Sylvia Plath had HENRI ROUSSEAU (1844-1910) pegged: it was all about the color, and all about possession. The natural first reaction to Rousseau’s 1910 painting “The Dream” (his last painting, and his most famous) is, of course, to wonder just why there’s a naked woman on a red velvet couch in the middle of a jungle. Is it a joke? Surrealism? No, for the title of the painting explains it neatly: the woman is dreaming the jungle. We can go away, satisfied. But Plath saw the title as a sneaky fake, a sop to those “literalists” who require rational explanations, and in an ekphrastic sestina she wrote that Rousseau was simply
So possessed by the glowing red of the couch which you,
Yadwigha, pose on, that he put you on the couch
To feed his eye with red: such red! under the moon
In the midst of all that green and those great lilies!

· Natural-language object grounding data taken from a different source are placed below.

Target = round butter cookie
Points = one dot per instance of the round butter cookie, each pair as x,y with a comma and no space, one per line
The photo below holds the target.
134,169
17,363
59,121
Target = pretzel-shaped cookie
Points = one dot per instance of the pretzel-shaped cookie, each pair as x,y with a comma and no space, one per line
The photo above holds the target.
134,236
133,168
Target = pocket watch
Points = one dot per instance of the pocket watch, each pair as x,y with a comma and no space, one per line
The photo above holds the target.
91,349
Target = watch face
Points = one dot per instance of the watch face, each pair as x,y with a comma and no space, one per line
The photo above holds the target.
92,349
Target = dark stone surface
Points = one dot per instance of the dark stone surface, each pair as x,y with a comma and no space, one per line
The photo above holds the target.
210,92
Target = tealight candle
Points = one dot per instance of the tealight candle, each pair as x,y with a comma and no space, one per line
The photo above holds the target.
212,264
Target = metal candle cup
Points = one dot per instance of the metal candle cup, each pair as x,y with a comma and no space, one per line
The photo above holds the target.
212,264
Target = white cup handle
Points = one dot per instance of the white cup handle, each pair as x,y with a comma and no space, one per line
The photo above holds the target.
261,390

Rousseau did not let himself fall into his flat, matte, perseverating world of nouns and leaves and bright colors until late in life. He held an ordinary day job as a mid-level border official until his late forties, and as such was half-mockingly and half-affectionately called “Le Douanier,” the customs officer, even after he retired to paint in earnest. And he was very earnest: Rousseau is the J. Alfred Prufrock of post-Impressionism, not Prince Hamlet nor meant to be, whose jungles grew in the city greenhouses and whose tigers lived in the city zoos. And although his paintings are always faintly ridiculous, that comes from us, not from them. Like toddlers, his paintings say “Mine! Mine!” and cannot be consoled or reasoned with, and we envy them their narrow clarity.